The goal is to emulate an ADCS Web Enrollment server that:
- Provides the CEP policy (templates, CA info, etc.) to requesting clients.
- Receives and validates PKCS#10 CSRs.
- Processes submissions through CES and returns signed responses.
In this project, certificate templates are not defined through a traditional configuration. They are defined via Python callbacks.
Each template is represented by an external module (for example callbacks/user_template.py) exposing two required functions:
- define_template(app_conf, kerberos_user) → Dynamically describes the template properties (OID, EKU, KeyUsage, validity period, etc.) depending on the user or context.
- emit_certificate(...) → Takes the CSR and metadata as input, applies the required extensions, and issues a certificate signed by the certificate authority.
Why use callbacks?
- Provides maximum flexibility: template logic can depend on Active Directory attributes, group membership, external policies (ERP API), or any business rule.
- Avoids locking the CA server into static, predefined templates.
Security responsibility
This design shifts most security controls to the callback author. In practice:
- Eligibility checks (who is allowed to get what kind of certificate) must be implemented inside the callback.
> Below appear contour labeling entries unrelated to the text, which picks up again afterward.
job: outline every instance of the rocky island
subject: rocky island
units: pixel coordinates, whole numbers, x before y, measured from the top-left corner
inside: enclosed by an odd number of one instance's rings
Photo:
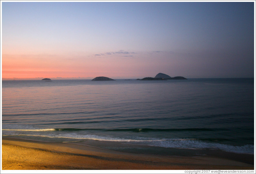
[[[115,80],[112,78],[106,77],[97,77],[91,80],[92,81],[107,81],[110,80]]]
[[[164,78],[154,78],[154,77],[145,77],[142,79],[141,79],[141,80],[167,80],[166,79]]]
[[[42,80],[51,80],[50,78],[45,78],[42,79]]]
[[[155,76],[155,78],[165,78],[166,79],[171,79],[172,77],[171,76],[168,76],[167,74],[164,74],[163,73],[161,73],[161,72],[158,73]]]
[[[187,80],[187,78],[177,76],[174,77],[172,77],[167,74],[163,73],[158,73],[155,76],[153,77],[145,77],[143,78],[141,80]]]

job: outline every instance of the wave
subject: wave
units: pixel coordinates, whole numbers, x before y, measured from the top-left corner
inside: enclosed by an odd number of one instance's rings
[[[79,140],[92,140],[119,142],[127,145],[147,145],[168,148],[189,149],[218,149],[226,152],[240,154],[253,154],[254,146],[247,144],[242,146],[236,146],[213,142],[207,142],[195,138],[146,138],[134,137],[132,139],[110,137],[93,135],[82,135],[75,133],[68,133],[54,135],[36,135],[20,134],[6,135],[4,136],[32,136],[50,138],[64,138]]]
[[[16,131],[52,131],[55,130],[55,129],[2,129],[2,130],[10,130]]]
[[[218,130],[226,130],[226,129],[218,129]],[[206,128],[190,128],[185,129],[153,129],[148,128],[135,128],[131,129],[78,129],[75,128],[49,128],[42,129],[2,129],[3,130],[17,131],[79,131],[81,130],[102,130],[103,131],[132,131],[132,132],[161,132],[161,131],[214,131],[216,129]]]

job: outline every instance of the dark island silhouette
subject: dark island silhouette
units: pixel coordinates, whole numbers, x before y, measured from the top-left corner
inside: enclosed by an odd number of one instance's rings
[[[154,77],[145,77],[141,80],[167,80],[167,79],[160,78],[154,78]]]
[[[155,78],[165,78],[166,79],[170,79],[172,78],[172,77],[171,76],[165,74],[161,73],[161,72],[156,74],[156,75],[155,76]]]
[[[102,76],[97,77],[92,80],[92,81],[107,81],[110,80],[115,80],[108,77]]]
[[[42,79],[42,80],[51,80],[50,78],[45,78]]]
[[[187,79],[182,76],[177,76],[174,77],[172,77],[170,76],[161,73],[158,73],[155,76],[154,78],[153,77],[145,77],[142,79],[140,79],[141,80],[187,80]]]

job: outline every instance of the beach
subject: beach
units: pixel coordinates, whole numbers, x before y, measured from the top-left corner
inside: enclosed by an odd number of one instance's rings
[[[254,170],[252,154],[244,156],[250,160],[244,162],[241,158],[149,155],[6,138],[2,145],[2,170]]]

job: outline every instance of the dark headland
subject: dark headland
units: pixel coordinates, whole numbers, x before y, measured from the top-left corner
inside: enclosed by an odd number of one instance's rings
[[[155,78],[165,78],[166,79],[169,79],[172,78],[171,76],[168,76],[167,74],[164,74],[163,73],[161,73],[161,72],[158,73],[155,76]]]
[[[102,76],[97,77],[92,80],[92,81],[107,81],[110,80],[115,80],[108,77]]]
[[[137,80],[138,79],[137,79]],[[177,76],[174,77],[171,77],[171,76],[164,74],[163,73],[158,73],[155,77],[145,77],[141,80],[187,80],[187,78]]]
[[[145,77],[141,80],[167,80],[167,79],[161,78],[154,78],[153,77]]]
[[[42,80],[51,80],[50,78],[45,78],[42,79]]]

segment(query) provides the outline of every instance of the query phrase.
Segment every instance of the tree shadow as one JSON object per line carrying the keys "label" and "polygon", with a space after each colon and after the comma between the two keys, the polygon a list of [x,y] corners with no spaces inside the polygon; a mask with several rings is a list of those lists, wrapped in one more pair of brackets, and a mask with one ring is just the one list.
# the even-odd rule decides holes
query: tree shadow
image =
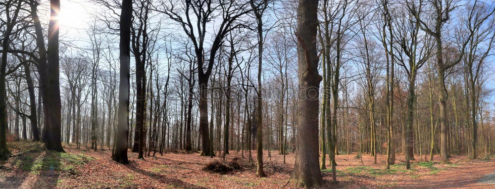
{"label": "tree shadow", "polygon": [[63,153],[54,151],[47,150],[45,156],[41,159],[41,163],[36,164],[35,166],[40,166],[39,175],[36,177],[36,180],[31,186],[34,189],[54,188],[58,184],[60,176],[59,171],[62,167],[61,155]]}
{"label": "tree shadow", "polygon": [[176,187],[179,187],[181,188],[185,189],[206,189],[206,188],[204,187],[201,187],[199,186],[194,185],[190,183],[186,183],[185,182],[181,180],[180,179],[169,178],[165,177],[165,176],[157,174],[154,173],[152,173],[151,172],[142,169],[136,166],[135,165],[132,164],[129,164],[126,165],[126,167],[129,170],[138,173],[140,173],[142,175],[147,175],[153,179],[154,179],[160,183],[163,183],[164,184],[172,185]]}

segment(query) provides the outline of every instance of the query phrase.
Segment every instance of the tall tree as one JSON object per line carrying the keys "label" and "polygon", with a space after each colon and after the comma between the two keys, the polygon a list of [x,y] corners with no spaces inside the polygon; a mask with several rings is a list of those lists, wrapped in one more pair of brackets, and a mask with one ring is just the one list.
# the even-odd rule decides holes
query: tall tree
{"label": "tall tree", "polygon": [[[127,159],[127,136],[129,133],[129,96],[131,63],[131,25],[132,24],[132,0],[122,0],[120,14],[119,50],[120,80],[119,84],[119,107],[117,113],[115,150],[112,159],[121,163],[129,163]],[[168,80],[167,80],[168,83]]]}
{"label": "tall tree", "polygon": [[[61,125],[59,64],[58,35],[60,24],[59,13],[60,0],[50,0],[50,22],[48,25],[47,46],[47,64],[45,84],[42,86],[44,106],[45,124],[43,139],[47,149],[64,152],[62,147],[60,128]],[[40,65],[40,69],[42,69]],[[45,71],[42,69],[40,71]],[[41,75],[40,78],[42,77]]]}
{"label": "tall tree", "polygon": [[[319,89],[316,33],[318,0],[301,0],[297,7],[297,75],[299,95],[296,163],[292,178],[297,185],[318,188],[323,184],[318,159]],[[333,149],[332,149],[333,150]]]}
{"label": "tall tree", "polygon": [[[10,8],[17,3],[15,9],[10,15]],[[1,59],[0,60],[0,159],[6,159],[10,153],[7,148],[7,90],[5,88],[5,76],[7,69],[7,55],[10,44],[10,35],[16,22],[21,9],[20,0],[8,0],[5,7],[6,30],[2,40]]]}
{"label": "tall tree", "polygon": [[[178,6],[183,9],[176,8],[175,3],[182,4]],[[157,10],[181,26],[188,38],[193,42],[197,58],[198,80],[199,87],[199,124],[202,150],[201,155],[210,156],[213,154],[212,145],[210,143],[208,125],[207,90],[208,81],[215,60],[215,56],[229,32],[244,27],[244,24],[236,23],[236,21],[250,11],[246,8],[248,4],[245,1],[230,0],[187,0],[180,2],[169,0],[162,3],[162,10]],[[215,15],[221,16],[213,19]],[[216,27],[218,30],[214,31],[209,55],[207,55],[205,53],[204,42],[206,31],[210,28],[208,24],[218,19],[221,21],[219,25]]]}

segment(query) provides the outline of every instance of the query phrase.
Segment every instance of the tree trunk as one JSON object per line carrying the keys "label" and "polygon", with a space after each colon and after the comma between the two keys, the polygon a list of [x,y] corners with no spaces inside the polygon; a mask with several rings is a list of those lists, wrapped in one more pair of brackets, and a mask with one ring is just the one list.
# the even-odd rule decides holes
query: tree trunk
{"label": "tree trunk", "polygon": [[[297,185],[319,188],[323,184],[318,159],[319,88],[316,33],[318,0],[301,0],[297,9],[297,62],[299,110],[296,162],[292,178]],[[331,149],[334,150],[334,149]]]}
{"label": "tree trunk", "polygon": [[122,0],[120,15],[120,80],[119,84],[119,105],[117,116],[117,133],[115,134],[115,150],[112,159],[121,163],[129,163],[127,159],[127,136],[129,132],[129,96],[130,63],[131,62],[129,43],[131,41],[131,24],[132,16],[132,0]]}

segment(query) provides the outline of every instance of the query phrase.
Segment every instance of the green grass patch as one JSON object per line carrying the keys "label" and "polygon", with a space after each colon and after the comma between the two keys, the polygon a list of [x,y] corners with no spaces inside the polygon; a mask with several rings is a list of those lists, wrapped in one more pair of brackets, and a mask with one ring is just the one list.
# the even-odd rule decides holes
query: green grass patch
{"label": "green grass patch", "polygon": [[93,158],[80,154],[47,151],[44,155],[42,155],[41,152],[20,155],[14,159],[13,163],[23,171],[33,174],[46,171],[61,171],[76,174],[78,173],[77,167],[93,160]]}

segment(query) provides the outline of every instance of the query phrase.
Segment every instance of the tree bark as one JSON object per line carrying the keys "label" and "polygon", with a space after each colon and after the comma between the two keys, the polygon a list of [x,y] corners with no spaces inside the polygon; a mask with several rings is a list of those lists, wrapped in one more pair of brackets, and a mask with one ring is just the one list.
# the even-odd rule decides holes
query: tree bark
{"label": "tree bark", "polygon": [[[296,162],[292,178],[297,185],[319,188],[323,179],[319,166],[318,112],[322,77],[318,73],[316,49],[317,0],[301,0],[297,8],[297,75],[299,95]],[[334,149],[331,149],[333,150]]]}
{"label": "tree bark", "polygon": [[120,14],[120,79],[119,105],[117,133],[115,135],[115,150],[112,159],[121,163],[129,163],[127,159],[127,136],[129,132],[129,96],[131,62],[131,24],[132,16],[132,0],[122,0]]}

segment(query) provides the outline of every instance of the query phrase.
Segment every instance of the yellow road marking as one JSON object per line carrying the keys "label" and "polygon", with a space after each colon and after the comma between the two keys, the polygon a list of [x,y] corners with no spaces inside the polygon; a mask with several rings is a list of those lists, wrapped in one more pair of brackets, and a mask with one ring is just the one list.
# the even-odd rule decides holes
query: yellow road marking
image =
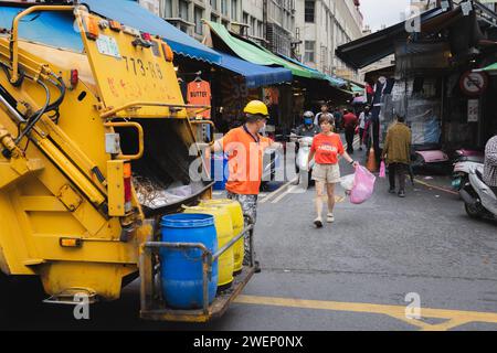
{"label": "yellow road marking", "polygon": [[442,323],[430,324],[426,322],[422,322],[420,320],[408,319],[405,317],[405,307],[403,306],[305,300],[294,298],[258,297],[258,296],[240,296],[235,301],[237,303],[244,304],[384,314],[404,321],[424,331],[432,331],[432,330],[444,331],[459,327],[468,322],[486,322],[497,324],[496,312],[421,308],[421,315],[423,318],[447,320]]}

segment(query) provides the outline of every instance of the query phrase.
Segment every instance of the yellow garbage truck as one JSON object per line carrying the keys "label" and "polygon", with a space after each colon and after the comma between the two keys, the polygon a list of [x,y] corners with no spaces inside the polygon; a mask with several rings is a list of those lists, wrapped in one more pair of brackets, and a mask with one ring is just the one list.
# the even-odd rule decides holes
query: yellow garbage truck
{"label": "yellow garbage truck", "polygon": [[[27,19],[50,13],[71,21],[82,51],[23,39]],[[158,221],[212,193],[191,178],[208,171],[189,117],[208,107],[184,104],[172,61],[160,38],[84,6],[17,10],[0,34],[0,276],[38,276],[55,303],[116,300],[139,278],[150,320],[208,321],[241,292],[253,266],[202,308],[160,296]],[[205,252],[204,281],[219,256]]]}

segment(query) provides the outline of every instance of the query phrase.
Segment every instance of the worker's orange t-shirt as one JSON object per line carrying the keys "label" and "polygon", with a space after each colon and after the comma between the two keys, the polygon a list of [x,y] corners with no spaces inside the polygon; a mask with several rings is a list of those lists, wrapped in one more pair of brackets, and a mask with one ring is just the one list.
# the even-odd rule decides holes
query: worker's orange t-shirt
{"label": "worker's orange t-shirt", "polygon": [[245,127],[230,130],[222,139],[228,153],[230,176],[226,190],[243,195],[258,195],[262,179],[263,153],[271,140],[252,135]]}
{"label": "worker's orange t-shirt", "polygon": [[[197,106],[211,105],[211,85],[205,81],[193,81],[188,84],[187,88],[188,103]],[[209,119],[211,110],[204,110],[199,116]]]}
{"label": "worker's orange t-shirt", "polygon": [[314,158],[318,164],[336,164],[338,163],[338,154],[343,154],[343,145],[338,133],[327,136],[318,133],[314,137],[311,152],[316,152]]}

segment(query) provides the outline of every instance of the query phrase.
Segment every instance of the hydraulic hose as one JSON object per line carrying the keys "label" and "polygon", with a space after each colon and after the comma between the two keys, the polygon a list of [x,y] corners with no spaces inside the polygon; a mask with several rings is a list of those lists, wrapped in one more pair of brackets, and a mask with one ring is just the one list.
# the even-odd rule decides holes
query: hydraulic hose
{"label": "hydraulic hose", "polygon": [[28,133],[31,132],[31,130],[33,129],[33,127],[36,125],[36,122],[41,119],[41,117],[43,116],[43,114],[46,113],[46,108],[50,105],[50,90],[49,87],[46,87],[46,85],[42,82],[42,81],[36,81],[36,83],[43,87],[43,89],[45,90],[46,94],[46,99],[45,99],[45,105],[43,106],[42,109],[38,110],[33,116],[34,118],[31,118],[28,120],[28,125],[25,126],[25,128],[19,133],[18,138],[15,139],[15,145],[18,145],[22,138],[24,136],[27,136]]}

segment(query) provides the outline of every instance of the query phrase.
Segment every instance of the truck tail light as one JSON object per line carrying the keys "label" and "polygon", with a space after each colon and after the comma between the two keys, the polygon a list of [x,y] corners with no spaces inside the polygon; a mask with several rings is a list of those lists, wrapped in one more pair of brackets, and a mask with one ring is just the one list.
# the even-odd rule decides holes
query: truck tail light
{"label": "truck tail light", "polygon": [[121,30],[120,23],[117,21],[108,21],[108,25],[110,26],[110,30],[113,30],[113,31],[120,32],[120,30]]}
{"label": "truck tail light", "polygon": [[71,86],[75,87],[78,81],[80,74],[77,73],[77,69],[71,69]]}
{"label": "truck tail light", "polygon": [[151,42],[151,35],[150,35],[150,33],[141,32],[141,39],[142,39],[144,41]]}
{"label": "truck tail light", "polygon": [[124,191],[125,191],[125,212],[131,211],[131,163],[127,162],[123,165]]}
{"label": "truck tail light", "polygon": [[166,44],[162,43],[162,51],[163,51],[163,56],[166,57],[167,62],[172,62],[175,58],[175,54],[172,53],[172,49]]}
{"label": "truck tail light", "polygon": [[98,20],[91,15],[84,17],[83,25],[85,29],[86,38],[95,41],[99,34]]}

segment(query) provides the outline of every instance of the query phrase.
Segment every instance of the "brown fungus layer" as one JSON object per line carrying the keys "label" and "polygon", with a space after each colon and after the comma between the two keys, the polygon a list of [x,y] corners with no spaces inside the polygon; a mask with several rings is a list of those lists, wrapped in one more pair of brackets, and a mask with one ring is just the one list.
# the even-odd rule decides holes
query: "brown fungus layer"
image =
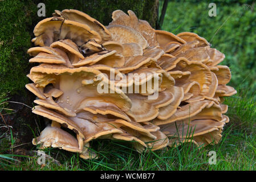
{"label": "brown fungus layer", "polygon": [[33,144],[87,159],[97,157],[88,147],[98,138],[133,141],[139,152],[220,140],[224,97],[236,91],[218,65],[225,55],[205,39],[156,30],[131,10],[113,11],[106,27],[75,10],[52,15],[27,51],[38,64],[26,85],[37,97],[32,113],[52,121]]}

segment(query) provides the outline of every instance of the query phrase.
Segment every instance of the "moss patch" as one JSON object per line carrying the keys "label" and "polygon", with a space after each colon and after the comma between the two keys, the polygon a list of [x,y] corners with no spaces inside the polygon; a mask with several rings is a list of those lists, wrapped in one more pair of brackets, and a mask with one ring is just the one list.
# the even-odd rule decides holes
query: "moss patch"
{"label": "moss patch", "polygon": [[[155,26],[158,0],[4,0],[0,1],[0,93],[2,95],[25,90],[29,64],[27,50],[34,46],[31,39],[36,23],[51,16],[55,10],[74,9],[96,18],[104,25],[112,20],[112,12],[120,9],[133,11],[140,19]],[[38,17],[37,5],[46,5],[46,17]]]}

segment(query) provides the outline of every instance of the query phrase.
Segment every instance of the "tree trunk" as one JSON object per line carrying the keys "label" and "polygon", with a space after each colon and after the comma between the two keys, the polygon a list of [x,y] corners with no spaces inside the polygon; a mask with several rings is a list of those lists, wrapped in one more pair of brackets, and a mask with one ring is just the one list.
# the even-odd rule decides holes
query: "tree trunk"
{"label": "tree trunk", "polygon": [[[39,8],[37,6],[39,3],[45,5],[46,17],[38,16]],[[29,64],[30,57],[26,52],[34,46],[31,39],[34,37],[32,31],[35,26],[40,20],[51,16],[55,10],[76,9],[105,26],[112,20],[112,11],[120,9],[127,13],[131,10],[139,18],[148,21],[155,28],[158,6],[159,0],[0,1],[0,101],[1,97],[9,95],[9,101],[32,107],[35,97],[25,89],[25,85],[30,82],[26,75],[35,64]],[[44,127],[42,119],[33,114],[31,108],[21,104],[10,103],[7,107],[15,109],[16,113],[7,114],[2,111],[1,113],[5,114],[4,119],[0,117],[0,124],[5,122],[13,127],[13,135],[18,139],[18,144],[30,143],[34,135],[39,134],[40,124]],[[0,134],[5,132],[5,127],[0,128]],[[26,146],[30,148],[31,146]]]}

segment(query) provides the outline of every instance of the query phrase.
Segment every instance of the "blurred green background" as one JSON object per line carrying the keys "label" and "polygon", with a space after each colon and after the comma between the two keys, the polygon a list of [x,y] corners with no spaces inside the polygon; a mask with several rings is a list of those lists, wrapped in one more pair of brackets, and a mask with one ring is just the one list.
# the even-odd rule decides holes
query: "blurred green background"
{"label": "blurred green background", "polygon": [[[164,1],[160,1],[160,11]],[[215,3],[217,16],[208,7]],[[162,29],[205,38],[225,55],[221,64],[232,73],[229,85],[256,98],[256,1],[169,1]]]}
{"label": "blurred green background", "polygon": [[[32,64],[26,53],[34,46],[34,26],[44,17],[37,16],[39,2],[44,3],[46,16],[55,9],[76,9],[86,12],[104,24],[111,20],[116,9],[134,11],[139,18],[156,25],[153,0],[4,0],[0,1],[0,97],[8,94],[26,94],[26,77]],[[232,72],[229,85],[254,98],[256,90],[255,0],[169,1],[162,30],[178,34],[190,31],[206,38],[223,52],[222,64]],[[159,1],[159,12],[164,1]],[[210,3],[217,6],[217,16],[210,17]],[[99,10],[96,11],[95,10]],[[104,14],[102,12],[104,12]],[[153,15],[152,15],[153,14]],[[23,92],[23,93],[22,93]]]}

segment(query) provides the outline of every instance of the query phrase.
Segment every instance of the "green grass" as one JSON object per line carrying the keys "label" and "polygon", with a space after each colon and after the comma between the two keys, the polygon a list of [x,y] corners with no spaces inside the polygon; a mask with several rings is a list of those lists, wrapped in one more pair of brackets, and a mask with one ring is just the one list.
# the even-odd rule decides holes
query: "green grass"
{"label": "green grass", "polygon": [[[131,143],[96,140],[92,146],[99,158],[84,160],[78,154],[56,148],[44,150],[58,160],[46,160],[46,166],[37,163],[39,156],[12,155],[15,138],[0,137],[0,168],[4,170],[255,170],[256,102],[239,93],[225,101],[229,106],[230,122],[224,128],[218,144],[198,149],[192,143],[178,147],[143,152],[131,149]],[[34,147],[33,150],[36,150]],[[217,164],[209,164],[208,154],[214,151]]]}
{"label": "green grass", "polygon": [[[171,5],[173,5],[170,4]],[[205,9],[205,7],[201,5],[198,9]],[[189,16],[191,11],[194,8],[190,8],[189,3],[184,3],[184,7],[188,10],[186,19],[190,19]],[[182,5],[183,6],[183,5]],[[221,20],[221,17],[218,16],[220,21],[211,19],[211,27],[208,28],[206,32],[202,28],[205,26],[197,26],[193,29],[193,26],[190,24],[182,24],[178,22],[176,16],[172,14],[181,14],[185,11],[180,7],[169,6],[169,13],[166,13],[166,18],[164,22],[163,27],[165,30],[174,31],[177,34],[182,31],[195,30],[201,36],[202,34],[208,34],[208,39],[210,39],[216,30],[226,19]],[[197,6],[197,4],[193,5]],[[238,5],[235,5],[238,6]],[[235,6],[235,7],[239,8]],[[226,6],[220,6],[221,9],[228,10]],[[174,9],[176,11],[170,11]],[[195,7],[196,8],[196,7]],[[205,12],[208,12],[206,9]],[[220,11],[221,13],[221,11]],[[191,15],[191,16],[192,16]],[[224,18],[229,16],[226,14]],[[188,17],[187,17],[188,16]],[[232,17],[233,22],[235,22],[235,18]],[[194,16],[196,17],[196,16]],[[207,24],[208,17],[205,17],[205,20],[201,21],[200,24]],[[172,20],[172,22],[170,22]],[[18,144],[15,143],[15,136],[12,135],[11,129],[0,134],[0,169],[3,170],[255,170],[256,169],[256,100],[255,94],[251,93],[254,87],[247,86],[247,83],[250,83],[252,78],[244,77],[247,73],[240,69],[237,59],[242,56],[233,56],[233,52],[228,52],[230,43],[222,44],[218,38],[218,36],[227,36],[232,34],[227,33],[230,20],[227,22],[222,28],[222,31],[216,35],[213,40],[214,48],[218,49],[223,49],[226,55],[226,59],[233,60],[234,56],[234,64],[231,64],[231,69],[233,72],[231,83],[236,86],[238,94],[230,98],[227,98],[225,102],[229,105],[227,115],[230,121],[224,127],[222,138],[218,144],[208,146],[199,150],[192,143],[182,144],[178,147],[168,147],[164,150],[151,151],[146,151],[142,154],[139,154],[131,149],[132,143],[117,140],[97,140],[92,142],[93,148],[99,156],[97,159],[84,160],[79,157],[78,154],[68,152],[64,150],[56,148],[48,148],[44,150],[46,154],[52,159],[59,161],[61,165],[58,165],[52,159],[46,160],[46,165],[40,166],[37,163],[38,156],[23,156],[17,155],[14,152]],[[198,23],[199,24],[199,23]],[[216,27],[214,27],[216,25]],[[209,27],[210,25],[208,25]],[[212,27],[214,27],[213,28]],[[232,28],[230,28],[233,30]],[[211,31],[211,34],[209,31]],[[220,34],[220,35],[219,35]],[[225,36],[224,36],[225,35]],[[235,36],[235,35],[234,35]],[[220,39],[222,40],[222,39]],[[233,47],[229,45],[229,46]],[[240,50],[240,49],[239,49]],[[241,51],[241,50],[240,50]],[[240,53],[242,53],[241,51]],[[225,61],[225,63],[230,61]],[[234,66],[233,66],[233,65]],[[250,72],[248,69],[247,72]],[[239,78],[239,77],[242,78]],[[242,82],[242,80],[243,81]],[[237,82],[240,84],[238,86]],[[250,85],[250,84],[249,84]],[[233,86],[234,86],[233,85]],[[239,88],[241,88],[241,89]],[[249,90],[249,93],[246,93]],[[1,100],[0,99],[0,101]],[[1,104],[0,101],[0,104]],[[1,108],[0,106],[0,108]],[[0,123],[0,127],[4,125]],[[38,133],[38,131],[36,131]],[[34,131],[33,131],[34,132]],[[31,150],[36,150],[36,147]],[[214,151],[217,154],[217,164],[209,164],[209,156],[208,154],[211,151]]]}

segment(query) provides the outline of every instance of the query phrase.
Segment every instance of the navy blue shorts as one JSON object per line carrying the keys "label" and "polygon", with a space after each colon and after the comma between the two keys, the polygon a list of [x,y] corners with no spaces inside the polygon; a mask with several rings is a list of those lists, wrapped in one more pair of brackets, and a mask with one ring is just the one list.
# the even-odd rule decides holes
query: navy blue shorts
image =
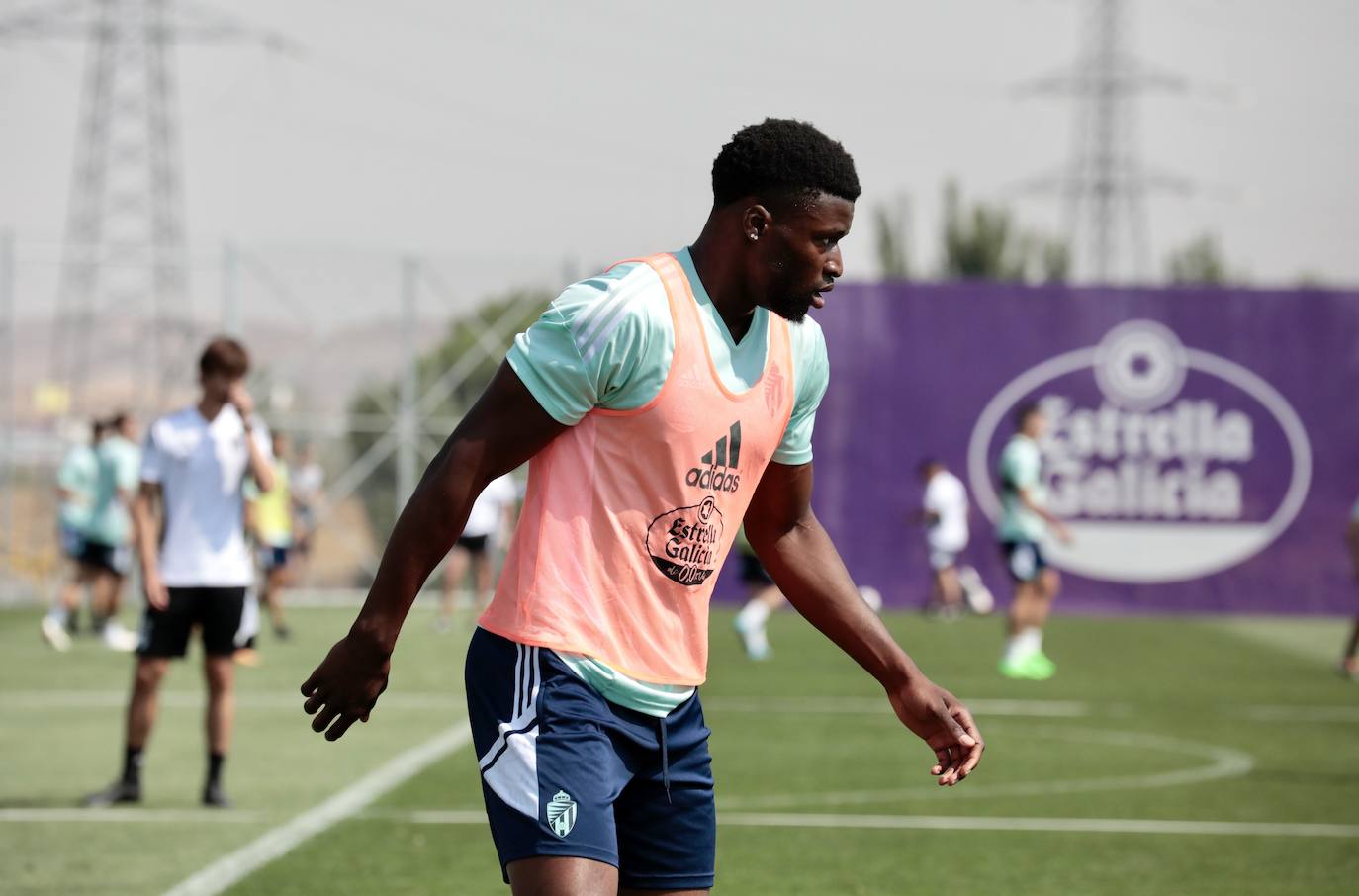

- If the callback does not apply checks, any authenticated user can obtain any certificate returned by the module.
- The Python ADCS server does not enforce additional restrictions: it simply executes the callback and signs the result.
In short: security and enforcement of issuance rules are entirely the responsibility of the callback code.
The project was largely coded with AI (handy for converting hard-to-read Microsoft RFCs into working code). It’s still early days, but feel free to send feedback!